Dr. Emanuel’s plan would reduce both the time spent in medical school and in residency training, which (as every physician knows from experience) is the period of three to seven years that a new graduate physician spends learning to practice a specialty.

Many people don’t realize that residents already receive less training than they used to, because stringent limits have been set on the amount they are permitted to work.  Since the duty hour rules were rewritten in 2003, residents are limited to 80 hours a week in the hospital, which includes overnights on call when they may be asleep (what the rules refer to as “strategic napping”).  First-year residents, or interns, as of 2011 aren’t allowed to work more than 16 hours at a stretch.
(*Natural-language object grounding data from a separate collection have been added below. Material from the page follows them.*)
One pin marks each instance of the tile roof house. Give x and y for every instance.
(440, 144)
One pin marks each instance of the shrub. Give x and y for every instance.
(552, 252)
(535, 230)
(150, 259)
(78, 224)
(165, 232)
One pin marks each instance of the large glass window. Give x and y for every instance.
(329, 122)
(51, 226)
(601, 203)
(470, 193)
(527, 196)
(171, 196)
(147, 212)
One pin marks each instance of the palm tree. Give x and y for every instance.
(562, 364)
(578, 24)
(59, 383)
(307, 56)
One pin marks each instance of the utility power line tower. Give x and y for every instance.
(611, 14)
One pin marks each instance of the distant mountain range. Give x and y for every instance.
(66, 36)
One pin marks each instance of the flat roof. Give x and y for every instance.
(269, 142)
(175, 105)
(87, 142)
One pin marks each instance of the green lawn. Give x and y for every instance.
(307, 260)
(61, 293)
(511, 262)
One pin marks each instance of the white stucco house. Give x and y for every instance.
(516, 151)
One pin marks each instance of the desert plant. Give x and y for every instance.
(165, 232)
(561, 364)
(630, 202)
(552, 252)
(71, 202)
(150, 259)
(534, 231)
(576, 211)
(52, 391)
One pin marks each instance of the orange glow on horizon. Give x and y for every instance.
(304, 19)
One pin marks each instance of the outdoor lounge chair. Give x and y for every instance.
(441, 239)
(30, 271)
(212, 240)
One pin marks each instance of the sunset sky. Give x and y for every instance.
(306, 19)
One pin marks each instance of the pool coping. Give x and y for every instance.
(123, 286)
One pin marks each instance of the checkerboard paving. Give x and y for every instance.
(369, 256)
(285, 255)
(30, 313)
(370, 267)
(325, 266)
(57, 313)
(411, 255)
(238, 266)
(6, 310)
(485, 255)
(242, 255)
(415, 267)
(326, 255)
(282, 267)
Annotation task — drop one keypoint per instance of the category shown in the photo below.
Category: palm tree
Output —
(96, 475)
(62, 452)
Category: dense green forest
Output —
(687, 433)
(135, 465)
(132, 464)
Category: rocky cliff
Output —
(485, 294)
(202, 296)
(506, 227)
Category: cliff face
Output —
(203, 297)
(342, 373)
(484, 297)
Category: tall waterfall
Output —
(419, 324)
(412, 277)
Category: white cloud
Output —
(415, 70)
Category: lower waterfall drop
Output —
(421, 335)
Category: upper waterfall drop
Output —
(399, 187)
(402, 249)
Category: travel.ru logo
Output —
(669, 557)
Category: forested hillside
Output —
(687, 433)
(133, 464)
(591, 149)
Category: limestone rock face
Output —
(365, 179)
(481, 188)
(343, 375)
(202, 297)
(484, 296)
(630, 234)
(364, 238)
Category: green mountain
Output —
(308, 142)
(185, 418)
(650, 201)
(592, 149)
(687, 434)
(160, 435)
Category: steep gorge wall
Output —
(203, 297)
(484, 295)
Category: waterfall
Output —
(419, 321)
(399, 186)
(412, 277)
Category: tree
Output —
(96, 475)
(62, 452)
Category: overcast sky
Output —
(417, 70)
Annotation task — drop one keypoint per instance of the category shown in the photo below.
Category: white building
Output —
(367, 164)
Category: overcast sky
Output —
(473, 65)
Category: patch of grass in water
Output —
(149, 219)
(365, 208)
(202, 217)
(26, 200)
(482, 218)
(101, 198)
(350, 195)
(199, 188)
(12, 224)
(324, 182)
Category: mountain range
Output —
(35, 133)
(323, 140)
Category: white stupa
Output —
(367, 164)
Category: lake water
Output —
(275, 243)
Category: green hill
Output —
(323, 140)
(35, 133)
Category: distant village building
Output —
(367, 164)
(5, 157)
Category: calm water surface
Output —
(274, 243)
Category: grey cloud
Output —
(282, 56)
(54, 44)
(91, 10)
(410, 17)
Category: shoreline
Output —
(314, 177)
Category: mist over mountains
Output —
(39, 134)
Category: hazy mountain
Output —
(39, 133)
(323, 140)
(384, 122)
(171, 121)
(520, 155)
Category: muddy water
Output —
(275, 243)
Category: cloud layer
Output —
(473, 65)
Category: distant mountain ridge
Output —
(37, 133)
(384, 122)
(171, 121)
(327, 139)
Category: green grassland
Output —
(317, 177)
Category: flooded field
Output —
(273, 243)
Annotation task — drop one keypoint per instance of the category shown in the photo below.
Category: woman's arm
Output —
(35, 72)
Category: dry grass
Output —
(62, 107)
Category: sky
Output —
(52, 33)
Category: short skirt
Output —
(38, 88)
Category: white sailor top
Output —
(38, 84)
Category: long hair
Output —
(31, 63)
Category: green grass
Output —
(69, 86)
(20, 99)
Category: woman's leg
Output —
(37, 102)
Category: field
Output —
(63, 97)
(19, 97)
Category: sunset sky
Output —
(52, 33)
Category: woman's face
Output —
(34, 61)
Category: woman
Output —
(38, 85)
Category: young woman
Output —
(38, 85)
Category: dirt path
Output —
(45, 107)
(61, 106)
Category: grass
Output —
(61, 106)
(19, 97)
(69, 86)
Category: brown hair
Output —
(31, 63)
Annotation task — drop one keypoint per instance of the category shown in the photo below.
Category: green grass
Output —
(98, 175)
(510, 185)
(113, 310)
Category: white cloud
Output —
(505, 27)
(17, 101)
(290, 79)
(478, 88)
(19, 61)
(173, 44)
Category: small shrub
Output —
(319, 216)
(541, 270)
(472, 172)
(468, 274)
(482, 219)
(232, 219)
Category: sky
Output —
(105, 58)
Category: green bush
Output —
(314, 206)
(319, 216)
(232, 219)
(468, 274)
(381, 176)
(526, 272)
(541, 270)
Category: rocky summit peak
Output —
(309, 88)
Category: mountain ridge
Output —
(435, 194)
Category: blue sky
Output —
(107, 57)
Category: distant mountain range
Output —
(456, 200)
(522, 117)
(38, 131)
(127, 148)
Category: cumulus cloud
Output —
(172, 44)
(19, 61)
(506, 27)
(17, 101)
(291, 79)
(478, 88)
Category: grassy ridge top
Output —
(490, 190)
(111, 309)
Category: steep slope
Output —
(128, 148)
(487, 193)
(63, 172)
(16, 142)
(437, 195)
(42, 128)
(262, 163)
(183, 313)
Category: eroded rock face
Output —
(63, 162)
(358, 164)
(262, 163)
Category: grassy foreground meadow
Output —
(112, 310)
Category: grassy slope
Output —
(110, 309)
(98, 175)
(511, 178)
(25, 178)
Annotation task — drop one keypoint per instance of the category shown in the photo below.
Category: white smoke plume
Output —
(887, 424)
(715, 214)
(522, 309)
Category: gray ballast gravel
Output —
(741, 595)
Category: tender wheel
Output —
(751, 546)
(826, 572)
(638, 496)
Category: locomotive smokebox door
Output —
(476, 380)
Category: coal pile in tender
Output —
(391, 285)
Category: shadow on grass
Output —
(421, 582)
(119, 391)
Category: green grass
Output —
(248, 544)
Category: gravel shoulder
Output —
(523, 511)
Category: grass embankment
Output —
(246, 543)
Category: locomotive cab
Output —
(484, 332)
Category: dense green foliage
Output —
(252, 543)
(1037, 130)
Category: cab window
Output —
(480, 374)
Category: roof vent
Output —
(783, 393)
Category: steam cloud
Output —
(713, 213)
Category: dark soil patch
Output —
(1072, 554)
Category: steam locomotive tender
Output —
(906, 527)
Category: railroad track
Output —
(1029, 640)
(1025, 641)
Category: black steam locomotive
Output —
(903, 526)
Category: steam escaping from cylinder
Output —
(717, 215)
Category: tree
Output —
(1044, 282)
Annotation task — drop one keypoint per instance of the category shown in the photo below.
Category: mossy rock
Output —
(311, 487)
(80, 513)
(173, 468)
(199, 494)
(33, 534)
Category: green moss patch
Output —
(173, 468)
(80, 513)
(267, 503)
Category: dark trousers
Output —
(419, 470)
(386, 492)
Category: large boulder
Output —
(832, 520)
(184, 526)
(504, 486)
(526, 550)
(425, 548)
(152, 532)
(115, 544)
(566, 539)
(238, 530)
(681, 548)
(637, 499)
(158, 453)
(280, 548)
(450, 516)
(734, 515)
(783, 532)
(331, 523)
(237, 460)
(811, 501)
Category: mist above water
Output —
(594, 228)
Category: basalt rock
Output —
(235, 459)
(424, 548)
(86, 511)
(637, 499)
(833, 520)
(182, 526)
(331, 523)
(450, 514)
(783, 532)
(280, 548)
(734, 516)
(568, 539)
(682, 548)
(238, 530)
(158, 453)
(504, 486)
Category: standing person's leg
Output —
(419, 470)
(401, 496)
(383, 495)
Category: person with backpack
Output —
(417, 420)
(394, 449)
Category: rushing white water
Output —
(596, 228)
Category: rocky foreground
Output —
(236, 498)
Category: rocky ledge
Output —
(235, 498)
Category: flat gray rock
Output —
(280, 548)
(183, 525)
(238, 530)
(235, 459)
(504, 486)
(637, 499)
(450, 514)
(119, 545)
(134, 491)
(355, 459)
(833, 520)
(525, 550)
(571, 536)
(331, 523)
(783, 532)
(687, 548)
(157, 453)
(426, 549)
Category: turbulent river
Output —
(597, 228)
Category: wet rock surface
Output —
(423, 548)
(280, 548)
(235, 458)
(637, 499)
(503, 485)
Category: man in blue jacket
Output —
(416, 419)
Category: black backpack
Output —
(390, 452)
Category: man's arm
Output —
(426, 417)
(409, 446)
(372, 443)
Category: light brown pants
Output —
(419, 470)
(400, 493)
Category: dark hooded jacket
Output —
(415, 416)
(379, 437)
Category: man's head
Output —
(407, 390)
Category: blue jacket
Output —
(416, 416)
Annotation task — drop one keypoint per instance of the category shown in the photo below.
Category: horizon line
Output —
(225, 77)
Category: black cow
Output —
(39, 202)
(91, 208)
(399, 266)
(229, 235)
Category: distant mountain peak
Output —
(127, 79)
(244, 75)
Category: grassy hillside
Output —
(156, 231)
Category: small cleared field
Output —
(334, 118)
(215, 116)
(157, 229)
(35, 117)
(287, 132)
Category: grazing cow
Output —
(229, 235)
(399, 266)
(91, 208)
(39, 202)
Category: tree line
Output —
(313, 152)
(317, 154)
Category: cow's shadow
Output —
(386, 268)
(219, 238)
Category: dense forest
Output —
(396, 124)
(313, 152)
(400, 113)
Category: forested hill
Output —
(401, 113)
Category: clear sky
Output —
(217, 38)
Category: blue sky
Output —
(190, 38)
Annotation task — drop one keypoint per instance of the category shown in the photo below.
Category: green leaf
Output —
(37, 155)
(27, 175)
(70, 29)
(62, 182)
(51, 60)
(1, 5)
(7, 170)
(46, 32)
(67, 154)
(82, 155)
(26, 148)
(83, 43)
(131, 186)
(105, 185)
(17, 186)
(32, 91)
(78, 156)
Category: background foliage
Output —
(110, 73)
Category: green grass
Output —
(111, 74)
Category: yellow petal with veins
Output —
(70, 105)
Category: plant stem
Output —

Many senior physicians are concerned that today’s residents aren’t seeing enough patients. Evidence suggests that board examination scores are on the decline in fields from neurosurgery to pediatrics, as reported in the Accreditation Council for Graduate Medical Education (ACGME) Bulletin in 2009.  The American Board of Internal Medicine reports that the passing rate for first-time exam takers slipped from 94 percent in 2007 to 87 percent in 2010.  Unfortunately there’s no evidence that residents are using their increased off-duty hours to pursue either knowledge or sleep.  There’s no proof that patient care has improved, or that medical errors are fewer.

Now Dr. Emanuel thinks that even this amount of training is too much.